World Architecture and Urban Design: 1945-Present: Postwar, Postmodern, Post-Theory
Level: Open,Lecture
Semester: Year
The theory and practice, semantics and structure of architecture and the development of cities from 1945 to the present will be studied through close reading of primary and secondary texts, slide lectures, and discussions. Initial weeks will be spent developing familiarity with the assumptions and architects of High Modernism—Le Corbusier, Mies van der Rohe, Alvar Aalto—and the organicists—Antoni Gaudí, Frank Lloyd Wright, Erich Mendelsohn. In the next weeks, we will cover the developing issues of monumentalities, spatialities, pop-technism, pomo-ornament, deconstructive constructionists, and sustainable symbolists. Architects studied and situated will include Louis Kahn (U.S.), Arata Isozaki (Japan), Luis Barragan (Mexico), Zaha Hadid (U.K. and Iraq), Coop Himmelblau (Austria), and others. Emphasis will be equally on individual achievements and the problematic circumstances of cultural production and modern capital.
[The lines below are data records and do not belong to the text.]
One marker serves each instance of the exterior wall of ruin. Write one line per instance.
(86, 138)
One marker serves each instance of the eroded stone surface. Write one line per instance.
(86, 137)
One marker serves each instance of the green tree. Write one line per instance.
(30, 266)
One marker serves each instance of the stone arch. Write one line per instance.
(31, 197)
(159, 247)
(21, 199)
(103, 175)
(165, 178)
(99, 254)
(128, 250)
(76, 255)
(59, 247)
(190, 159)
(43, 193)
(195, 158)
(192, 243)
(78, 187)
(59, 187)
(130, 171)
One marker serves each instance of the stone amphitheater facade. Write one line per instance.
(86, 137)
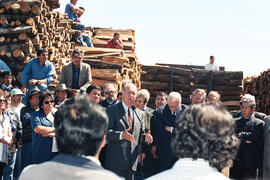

Cities to be used as case studies will be Berlin and the Cold Warriors, Toyko and the Metabolists, Los Angeles and the Critical Regionalists, Brasilia and the International Nationalists, New York and the Post-9/11 Memorialists. Group conference in the first semester will include works by Michel Foucault, Aldo Rossi, Robert Venturi, Bernard Tschumi, Rem Koolhaas, Colin Rowe, Reyner Banham. The second semester will focus either on readings in contemporary urbanism, analyses of student’s hometowns as urban planning, and develop- ment projects or design workshops dealing with campus or park design.